The magnificent 22,485-seat Crew Stadium  is not simply a new stadium; it also holds the distinction as the nation's very first soccer-only sports facility. And it serves as the prototype for what soccer enthusiasts hope will eventually be found in every city where MLS has a franchise. The new stadium cost approximately $28.5 million and was built at no taxpayer expense, having been funded entirely by Crew owner Lamar Hunt.
Crew Stadium  contains a total of 59 Hunter I-40 rotors that run off 14 zones on a Hunter ICC controller. "I have been a long time Hunter fan," said Mike Missler, owner of Missler's Irrigation. "Our company has done numerous sports field installations and we have found that nothing delivers like Hunter.
"In fact, a couple years back, we were called in to take over a job where another company's rotors had been recently installed. The product worked so poorly we took them out and replaced them with Hunter, even though the system had only been used a couple times. So, when we got the winning bid for these two stadiums in Columbus, it was a natural that we would install Hunter."
In addition to being a long-time fan of Hunter's Institutional Series rotors, Missler has also become an advocate of Hunter's new commercial grade ICC controller. "For sports field installations, the ICC's a winner. Thanks to expandable station modules, we know that we can use the same controller for any of our projects, whether we need to hook up a dozen stations or more than 40."
Out With the Old. In With the New.
The wave of new stadiums in the '90s has also seen a return of natural grass, erasing the legacy of the previous wave in the '60s and '70s where nearly all featured synthetic playing surfaces. At Cooper Stadium  (opened in 1981), home to the Class AAA affiliate of the world champion New York Yankees, word came down from the parent club to get rid of the fake stuff and put in the real thing or run the risk of losing the team to another city.
Meeting this request would be no simple task, as not only the original artificial turf, but also everything under it, had to be completely removed in order to install grass. According to Missler, this made for an installation unlike any that he had ever performed before.
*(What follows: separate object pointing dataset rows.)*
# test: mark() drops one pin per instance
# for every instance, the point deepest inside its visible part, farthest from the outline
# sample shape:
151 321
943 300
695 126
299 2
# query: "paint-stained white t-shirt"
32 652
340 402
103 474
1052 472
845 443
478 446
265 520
"There was so much work to be done that the removal of the old field wasn't even complete before our installation of the new field began," he said. "At one point, we had already finished putting in the new infield while they were still digging out the old outfield."
He noted that his staff had to wait until another crew first cleared the outfield of its old playing surface and then dug out the ground to a depth of more than a foot wherever new grass was to go. Once that was done, Missler's crew laid down tile. Above that were four inches of pea gravel, ten inches of amended soil and mason sand, and then, finally, the bluegrass mix of sod that would be the actual playing surface.
Prior to laying the sod, his staff made trenches in the pea gravel and laid pipe, installed a total of 4 PGP, 27 I-20 Ultra, 6 I-25 Plus and 43 I-40, then wired the entire system to an ICC controller, using 3 8-station modules to handle the 19 stations the system needed.
"When the 1999 season began, it was truly a sight to behold," said Missler. "What was once a lifeless expanse of synthetic material had been remarkably transformed into an exquisitely beautiful diamond – a real jewel. And we were proud to have a role in that."
And by the way, Columbus, so was Hunter.